Ik ben heel blij dat ik mijn ongeval overleefde. Toch kan ik me soms nog opwinden over pietluttigheden, bijvoorbeeld als Club Brugge, waar ik fan van ben, een match verliest. Al ben ik daar ook minder fanatiek in dan vroeger. Toen ging ik vaak naar de match, maar dat is nu te druk. Ik volg de matchen nu op tv. Als ze winnen, ben ik goedgehumeurd! Als ze verliezen, vind ik dat jammer. Ik kan me best concentreren op één ding tegelijk. Autorijden zou sowieso te druk voor mij zijn. Ik neem wel de fiets of het openbaar vervoer.
“Mijn levensfilosofie”
Geloven en al weten op voorhand dat je opnieuw beter wordt door steun van de partner(zelf in te vullen) en de dingen één voor één aan te pakken en te doen op je eigen tempo. Focus je altijd op één ding en probeer vol te houden.
Vriendin van Peter :
“Peter is heel erg veranderd. Soms zeg ik voor de grap ik dat ik er twee gekregen heb voor de prijs van één en dat klopt wel. Maar de Peter van nu is ook de moeite waard.
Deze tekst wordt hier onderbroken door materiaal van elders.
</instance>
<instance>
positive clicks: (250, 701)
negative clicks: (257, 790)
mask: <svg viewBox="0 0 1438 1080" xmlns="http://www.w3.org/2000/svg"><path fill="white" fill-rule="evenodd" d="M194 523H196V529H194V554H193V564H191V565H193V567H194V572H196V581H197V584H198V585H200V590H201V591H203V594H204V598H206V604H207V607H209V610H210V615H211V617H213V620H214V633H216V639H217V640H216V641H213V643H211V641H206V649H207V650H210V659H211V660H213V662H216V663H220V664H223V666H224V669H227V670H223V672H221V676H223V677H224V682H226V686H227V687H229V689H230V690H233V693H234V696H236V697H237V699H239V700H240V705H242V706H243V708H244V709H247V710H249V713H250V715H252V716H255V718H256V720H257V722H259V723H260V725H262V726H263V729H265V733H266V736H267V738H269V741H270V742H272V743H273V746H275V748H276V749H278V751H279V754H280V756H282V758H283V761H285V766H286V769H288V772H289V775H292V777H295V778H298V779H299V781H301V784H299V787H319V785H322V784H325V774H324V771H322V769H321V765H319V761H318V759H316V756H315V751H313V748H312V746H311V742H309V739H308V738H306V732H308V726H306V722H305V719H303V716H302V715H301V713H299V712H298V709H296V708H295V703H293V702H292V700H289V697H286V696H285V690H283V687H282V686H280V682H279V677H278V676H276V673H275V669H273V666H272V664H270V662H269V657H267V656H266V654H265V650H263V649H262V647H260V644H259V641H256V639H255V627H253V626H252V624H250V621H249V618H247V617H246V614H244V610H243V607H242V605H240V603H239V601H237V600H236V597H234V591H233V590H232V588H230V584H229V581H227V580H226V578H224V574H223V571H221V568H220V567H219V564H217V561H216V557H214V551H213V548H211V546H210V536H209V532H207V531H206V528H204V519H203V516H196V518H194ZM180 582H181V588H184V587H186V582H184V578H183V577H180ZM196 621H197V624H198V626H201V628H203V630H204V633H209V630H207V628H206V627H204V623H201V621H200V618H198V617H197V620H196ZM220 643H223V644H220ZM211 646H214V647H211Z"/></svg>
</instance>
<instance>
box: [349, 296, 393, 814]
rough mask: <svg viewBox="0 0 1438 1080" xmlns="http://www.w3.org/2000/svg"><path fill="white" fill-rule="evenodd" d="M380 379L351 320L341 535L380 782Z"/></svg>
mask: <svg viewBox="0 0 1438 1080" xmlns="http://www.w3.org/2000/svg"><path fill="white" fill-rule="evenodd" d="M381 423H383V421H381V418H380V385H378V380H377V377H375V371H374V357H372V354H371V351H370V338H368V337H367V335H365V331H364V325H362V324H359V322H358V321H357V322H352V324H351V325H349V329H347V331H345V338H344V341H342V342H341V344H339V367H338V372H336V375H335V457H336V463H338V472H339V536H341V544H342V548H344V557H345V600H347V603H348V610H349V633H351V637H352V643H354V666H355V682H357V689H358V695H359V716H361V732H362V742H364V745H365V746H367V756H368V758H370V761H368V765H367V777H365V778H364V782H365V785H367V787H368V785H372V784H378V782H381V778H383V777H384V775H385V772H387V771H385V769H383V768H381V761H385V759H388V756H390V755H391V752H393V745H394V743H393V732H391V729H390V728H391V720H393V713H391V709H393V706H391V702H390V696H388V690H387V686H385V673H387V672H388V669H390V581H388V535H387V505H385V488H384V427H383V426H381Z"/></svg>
Hij is anders, maar zeker de moeite waard. Praktisch is er veel veranderd: er zijn dingen waarbij hij hulp nodig heeft, de logica, noem maar op. Tegelijkertijd is zijn intelligentie nog wel aanwezig, maar anders. Hij kan een redenering zelf niet maken, maar als iemand ze duidelijk uitlegt, kan hij ze wel volgen. Bepaalde trekjes zijn gebleven: hij is nog altijd eigenwijs, koppig, en hij is tegelijkertijd harder en zachter geworden. Zachter ten opzichte van mij, hij weet wat hij aan me heeft en is voor mij superlief (terwijl hij vroeger soms wel eens de macho durfde uit te hangen). Ten opzichte van andere mensen daarentegen kan hij harder zijn, hij zal geen energie steken in mensen die het niet waard zijn voor hem. Vroeger was hij een uitgangstype, dat kan nu dus niet meer. Hij is ook aanhankelijker en onzekerder geworden. Raar is ook, zijn gezicht is nog hetzelfde en toch heel anders. Zijn blik, zijn gelaatsuitdrukking is anders dan vroeger. Eigenlijk is er vrijwel niets nog hetzelfde dan vroeger, hij is heel anders, wat niet in enkele woorden uit te drukken is.